It's Time to Remove the Snake's Dams

by Editors
The Daily Astorian, October 18, 2006

Future generations won't judge us on the price of our electricity

Hollow regret is all we can offer to the species we've hustled off into extinction - from the clouds of passenger pigeons that once filled America's skies to the faintly ridiculous dodo birds of the Indian Ocean island of Mauritius. If wild salmon and steelhead are to avoid the same fate, meaningful decisions must be made now.

Salmon aren't dodos. Superbly adapted to their environment, they thrived for thousands of years after the arrival of humans here in the Pacific Northwest. Even after the 19th century's decades of free-for-all harvesting, many Columbia-Snake salmon runs survived in numbers that make today's returns pale in comparison.

Thanks to relatively effective fish ladders and other expensive mitigation measures, even damming the Columbia hasn't proven fatal to the tough and tenacious salmon whose overriding biological imperative drives them upstream. No, it was the Snake River dams - the last four forced through the door before the nation wised up to the true costs of dams - that sent salmon into the downward spiral we witness today.

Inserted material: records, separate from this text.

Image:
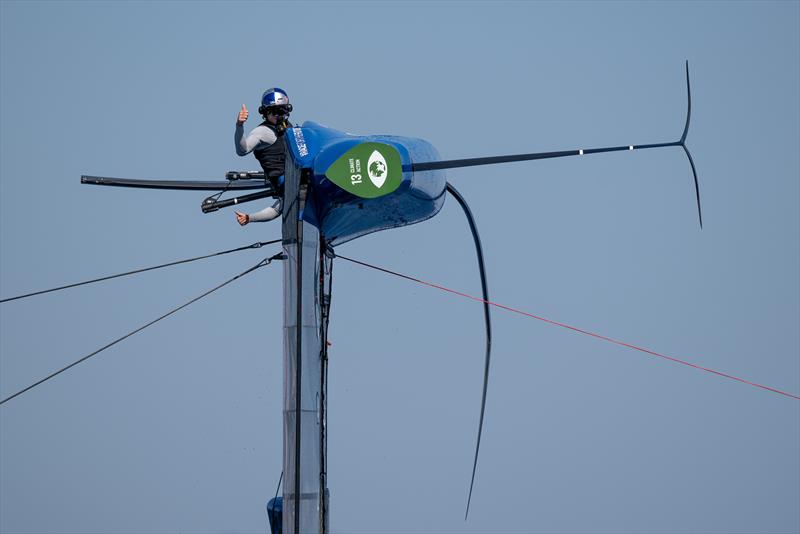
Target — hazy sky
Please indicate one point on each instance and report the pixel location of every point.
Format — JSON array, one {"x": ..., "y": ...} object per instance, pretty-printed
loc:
[{"x": 178, "y": 429}]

In a way, salmon don't require much. Give them clean, cold, strongly flowing rivers, decent places to lay their eggs, and they will survive. But these commonplace requirements are far from simple if humans instead choose to industrialize the Northwest's rivers with single-minded ferocity.

Former Gov. John Kitzhaber and former Interior Secretary Bruce Babbitt on Oct. 6 called for ripping out the Snake River dams. They argue that the billions spent on salmon recovery in recent years merely delay the inevitable, that without unimpeded waters in this crucial part of the Columbia watershed, salmon will slide into nothingness.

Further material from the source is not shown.